Juanita Brooks Mormon Woman Historian – some items on the Mountain Meadows Massacre
The following review was provided from the LDS Bookshelf mailing list…
I have been reading “Juanita Brooks” by Levi Peterson, U of U Press 1988. Run! Do not walk to find this book and buy it! It has been one of the best books I have read. The writing style is friendly like Linda Sillitoe’s in Salamander and informative as Stan Kimball’s in the Heber C. Kimball bio. I have learned and laughed so much from this book!

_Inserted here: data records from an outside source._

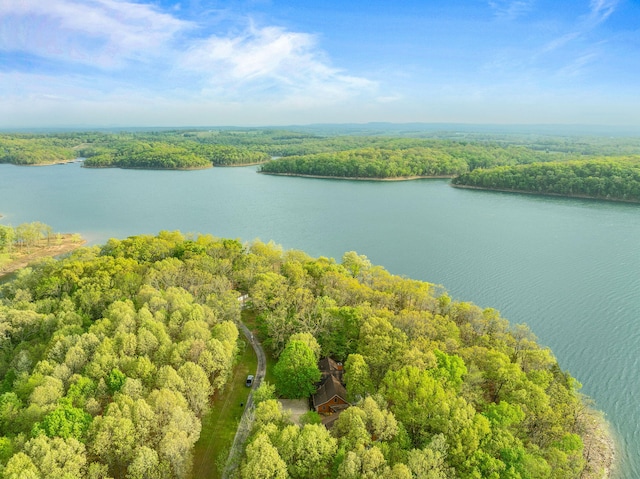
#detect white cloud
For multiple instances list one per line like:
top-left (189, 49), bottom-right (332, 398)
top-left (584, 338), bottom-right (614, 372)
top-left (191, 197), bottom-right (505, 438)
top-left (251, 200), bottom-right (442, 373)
top-left (0, 0), bottom-right (376, 104)
top-left (182, 25), bottom-right (376, 101)
top-left (489, 0), bottom-right (535, 20)
top-left (589, 0), bottom-right (618, 24)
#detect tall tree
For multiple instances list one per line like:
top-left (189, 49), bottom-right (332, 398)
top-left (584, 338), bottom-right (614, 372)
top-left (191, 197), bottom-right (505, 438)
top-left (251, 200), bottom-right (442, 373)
top-left (273, 340), bottom-right (320, 398)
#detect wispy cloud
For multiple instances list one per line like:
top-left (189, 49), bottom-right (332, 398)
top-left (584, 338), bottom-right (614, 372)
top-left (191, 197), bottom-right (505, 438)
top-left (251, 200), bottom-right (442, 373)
top-left (489, 0), bottom-right (535, 20)
top-left (183, 25), bottom-right (375, 100)
top-left (0, 0), bottom-right (375, 101)
top-left (588, 0), bottom-right (619, 24)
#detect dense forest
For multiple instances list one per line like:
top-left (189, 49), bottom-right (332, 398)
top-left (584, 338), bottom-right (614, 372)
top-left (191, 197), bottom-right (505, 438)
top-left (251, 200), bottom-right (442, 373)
top-left (0, 132), bottom-right (271, 169)
top-left (260, 140), bottom-right (558, 179)
top-left (452, 156), bottom-right (640, 202)
top-left (0, 232), bottom-right (604, 479)
top-left (5, 127), bottom-right (640, 172)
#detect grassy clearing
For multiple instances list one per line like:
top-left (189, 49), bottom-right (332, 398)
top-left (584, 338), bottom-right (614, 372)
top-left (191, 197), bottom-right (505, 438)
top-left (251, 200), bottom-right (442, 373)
top-left (191, 338), bottom-right (258, 479)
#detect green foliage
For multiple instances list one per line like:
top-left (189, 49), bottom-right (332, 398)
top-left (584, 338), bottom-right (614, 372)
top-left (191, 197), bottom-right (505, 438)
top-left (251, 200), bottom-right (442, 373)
top-left (253, 381), bottom-right (276, 404)
top-left (33, 405), bottom-right (93, 441)
top-left (105, 368), bottom-right (127, 393)
top-left (273, 340), bottom-right (320, 398)
top-left (0, 231), bottom-right (600, 479)
top-left (453, 157), bottom-right (640, 202)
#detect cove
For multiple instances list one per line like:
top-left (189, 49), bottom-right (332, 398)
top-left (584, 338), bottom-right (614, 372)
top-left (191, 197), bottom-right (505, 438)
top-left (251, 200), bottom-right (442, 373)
top-left (0, 163), bottom-right (640, 479)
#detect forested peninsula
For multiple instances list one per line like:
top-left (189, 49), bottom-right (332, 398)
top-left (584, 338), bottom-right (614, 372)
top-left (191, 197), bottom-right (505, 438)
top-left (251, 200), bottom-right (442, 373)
top-left (451, 156), bottom-right (640, 202)
top-left (0, 232), bottom-right (610, 479)
top-left (5, 128), bottom-right (640, 202)
top-left (259, 141), bottom-right (558, 179)
top-left (0, 132), bottom-right (271, 169)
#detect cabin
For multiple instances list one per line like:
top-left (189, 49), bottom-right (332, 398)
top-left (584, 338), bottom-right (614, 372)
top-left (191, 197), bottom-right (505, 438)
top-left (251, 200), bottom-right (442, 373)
top-left (313, 375), bottom-right (349, 414)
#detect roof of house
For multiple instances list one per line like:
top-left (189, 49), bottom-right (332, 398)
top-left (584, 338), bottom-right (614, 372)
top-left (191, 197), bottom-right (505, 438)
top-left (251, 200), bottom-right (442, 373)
top-left (313, 376), bottom-right (347, 407)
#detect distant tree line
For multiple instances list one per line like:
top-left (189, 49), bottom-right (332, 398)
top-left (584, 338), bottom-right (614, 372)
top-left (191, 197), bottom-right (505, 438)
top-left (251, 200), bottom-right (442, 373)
top-left (452, 157), bottom-right (640, 201)
top-left (260, 140), bottom-right (557, 179)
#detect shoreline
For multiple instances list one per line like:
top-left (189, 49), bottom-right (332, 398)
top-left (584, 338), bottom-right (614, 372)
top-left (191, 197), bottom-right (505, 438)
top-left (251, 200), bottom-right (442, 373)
top-left (82, 165), bottom-right (213, 171)
top-left (0, 233), bottom-right (87, 280)
top-left (578, 406), bottom-right (618, 479)
top-left (450, 183), bottom-right (640, 205)
top-left (257, 171), bottom-right (455, 181)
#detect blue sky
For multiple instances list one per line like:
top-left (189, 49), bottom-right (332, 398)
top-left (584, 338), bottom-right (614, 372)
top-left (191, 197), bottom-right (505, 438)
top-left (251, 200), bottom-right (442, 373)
top-left (0, 0), bottom-right (640, 128)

You will understand what a struggle it was for Juanita to write. The rejections, the interruptions, and distractions, the lack of respect by peers, her need to be accepted by GAs and the church, all come through the pages of this book. I appreciate Mountain Meadows Massacre, John D. Lee, A Mormon Chronicle and the rest of her writings so much more. I am amazed at the input Dale Morgan gave in Mountain Meadows Massacre. He gave Juanita the outline for the book and she followed it exactly. He was a genius. All of Juanita’s conclusions and interpretations seem to have stood the test of time. This is amazing with all the obstacles that lay before her in writing this book. Stanford Press being so difficult on her also shocked me.
A historical point came out in the book that I was unfamiliar with. Juanita had not seen the John D. Lee diaries that are now in “A Mormon Chronicle” before she wrote Mountain Meadows Massacre. After receiving the typescript of “A Mormon Chronicle” diaries she found Brigham Young’s reaction to the Massacre that he gave to John D. Lee on May 31, 1861. I had never read this before.
Levi Peterson examines her feelings toward Brigham Young, and I think he does a very good job. Juanita seems to have some hostility toward Brigham Young for his treatment towards John D. Lee and the pioneers in Dixie. She felt he used JDL as a scapegoat for the Mountain Meadow’s Massacre, and she felt that the people in Salt Lake City looked at the pioneers in Dixie as second class citizens. She was also angry at Brigham Young for sending the people to such a desolate land without the help that they needed. I found this whole discussion very interesting in understanding her writings.